Here, we used a well-characterized paradigm of DR, described in the literature as EODF or intermittent fasting, to test the hypothesis that a decrease in Tb is associated with sensitization to the cooling effects of an A1AR agonist. The EODF paradigm, like other DR paradigms, decreases Tb (Fraifeld and Kaplanski 1997) typically within 4 weeks of onset (Wan et al. 2004) and increases longevity (Goodrick et al. 1983). Effects of EODF on Tb (Fraifeld and Kaplanski 1997) are similar to the effects observed with several other paradigms of DR that are associated with increased longevity (Goodrick et al. 1983) and decreased metabolism (McCarter and McGee 1989; McCarter and Palmer 1992; Valle et al. 2005).
The amount of food consumed by rodents fed every other day varies with strain. Food intake has been reported to be 30% less than rats fed AL (Wan et al. 2004). However, in C57BL/6 mice, increased food intake on feeding days offsets absence of food intake on fasting days such that overall intake is not decreased (Anson et al. 2003). Individual food intake was not monitored in the present study to avoid the potential effects of stress associated with individual housing. Body weight gain in rats fed every other day in the present study differed only slightly from rats fed AL, suggesting that food intake was decreased but was not dramatically different from AL-fed rats.
When compared with 40% caloric restriction, EODF produces slightly different decreases in heart rate, blood pressure, and blood glucose (Mager et al. 2006). It remains to be determined if all DR paradigms enhance the cooling effects of CHA and if sensitization of A1AR is a common mechanism for altering thermoregulation in all DR paradigms or if a decrease in food intake is necessary for the observed effect. Stress and other aspects of EODF that are not related to decreased food intake may contribute to lowered resting Tb and sensitization to CHA.
A negative energy balance could compromise thermogenic capacity and contribute to lower resting Tb. Others (Fraifeld and Kaplanski 1997) show that lipopolysaccharide induces similar maximal Tb in rats fed every other day suggesting that in their study, thermogenic capacity was not compromised. Compromised thermogenic capacity due to a negative energy balance is unlikely since body weight gain in DR rats differed so slightly from AL-fed animals.
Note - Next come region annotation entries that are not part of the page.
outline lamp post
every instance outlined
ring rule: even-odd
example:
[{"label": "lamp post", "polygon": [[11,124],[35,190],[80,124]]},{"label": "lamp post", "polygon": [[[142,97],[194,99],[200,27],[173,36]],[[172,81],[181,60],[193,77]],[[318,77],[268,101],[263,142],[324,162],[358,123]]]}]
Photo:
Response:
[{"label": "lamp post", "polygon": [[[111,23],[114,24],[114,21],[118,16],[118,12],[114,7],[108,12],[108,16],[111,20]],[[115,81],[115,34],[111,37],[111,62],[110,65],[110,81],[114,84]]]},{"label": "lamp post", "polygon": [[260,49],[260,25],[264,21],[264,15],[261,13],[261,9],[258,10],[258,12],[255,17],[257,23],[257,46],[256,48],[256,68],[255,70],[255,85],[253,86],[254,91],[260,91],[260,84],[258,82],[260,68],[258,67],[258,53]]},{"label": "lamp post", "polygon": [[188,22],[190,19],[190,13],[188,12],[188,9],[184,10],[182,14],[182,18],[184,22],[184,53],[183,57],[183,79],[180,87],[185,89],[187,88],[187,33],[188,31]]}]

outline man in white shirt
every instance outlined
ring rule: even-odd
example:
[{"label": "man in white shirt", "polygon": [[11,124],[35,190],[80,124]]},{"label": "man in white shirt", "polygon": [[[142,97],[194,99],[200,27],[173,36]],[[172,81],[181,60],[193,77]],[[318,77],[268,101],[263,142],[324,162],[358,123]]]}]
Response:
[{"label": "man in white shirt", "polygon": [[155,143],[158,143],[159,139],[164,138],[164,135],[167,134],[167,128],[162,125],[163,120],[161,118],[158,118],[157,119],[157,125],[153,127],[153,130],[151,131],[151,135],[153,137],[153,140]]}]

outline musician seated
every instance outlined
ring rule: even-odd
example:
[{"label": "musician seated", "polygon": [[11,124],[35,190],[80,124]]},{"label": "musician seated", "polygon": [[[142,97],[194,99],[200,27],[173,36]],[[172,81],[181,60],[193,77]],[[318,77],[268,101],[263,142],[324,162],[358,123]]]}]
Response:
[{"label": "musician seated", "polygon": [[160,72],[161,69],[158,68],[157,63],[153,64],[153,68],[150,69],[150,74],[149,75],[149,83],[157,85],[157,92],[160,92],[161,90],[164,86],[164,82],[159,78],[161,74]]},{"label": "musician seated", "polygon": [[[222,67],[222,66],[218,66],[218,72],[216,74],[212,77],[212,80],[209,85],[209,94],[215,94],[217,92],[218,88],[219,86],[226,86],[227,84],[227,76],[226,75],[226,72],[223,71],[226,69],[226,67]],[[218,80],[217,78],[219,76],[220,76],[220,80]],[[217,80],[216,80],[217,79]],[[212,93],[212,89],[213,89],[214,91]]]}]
Restricted feeding schedules, which limit food availability to a single meal each day, induce and entrain circadian rhythms in food-anticipatory activities in rodents (Verwey and Amir 2009). Animals in the DR group of rats may have entrained to feeding which occurred at the same time every other day. Anticipation of food on feeding days would have been expected to increase activity and Tb for 2 to 3 h prior to feeding in the DR group (Fuller et al. 2008). Since Tb and RR were measured just before feeding, food entrainment would have increased Tb and RR in the DR group, but not in the AL-fed animals. While a food entrainment-induced increase on Tb and RR in the DR group can not be ruled out, it was not sufficient to override a significant decrease in resting Tb and RR in this group of animals. Similarly, since RR and Tb were monitored during the middle of the light period, activity and resting Tb should have been at a minimum in AL animals. This assumed minimum in RR and Tb in the AL-fed animals was still higher than resting RR and Tb in the DR animals. Thus, while food entrainment in the DR animals and circadian rhythms in the AL animals may have influenced RR and Tb, it is unlikely that the observed differences between these two groups in resting values or CHA-induced decreases in Tb or RR are artifacts of these influences.
In the present study, DR induced a decrease in resting RR, an indicator of oxidative metabolism prior to a decrease in resting Tb. Moreover, the CHA-induced decrease in RR occurred prior to the CHA-induced decrease in Tb. A decrease in respiration that precedes a decrease in Tb mimics what is observed in hibernating animals during entrance into torpor (Drew et al. 2007; Elvert and Heldmaier 2005; Karpovich et al. 2009) and suggests that inhibition of metabolism precedes the decline in Tb rather than vice-versa as is often suggested for DR (Conti 2008).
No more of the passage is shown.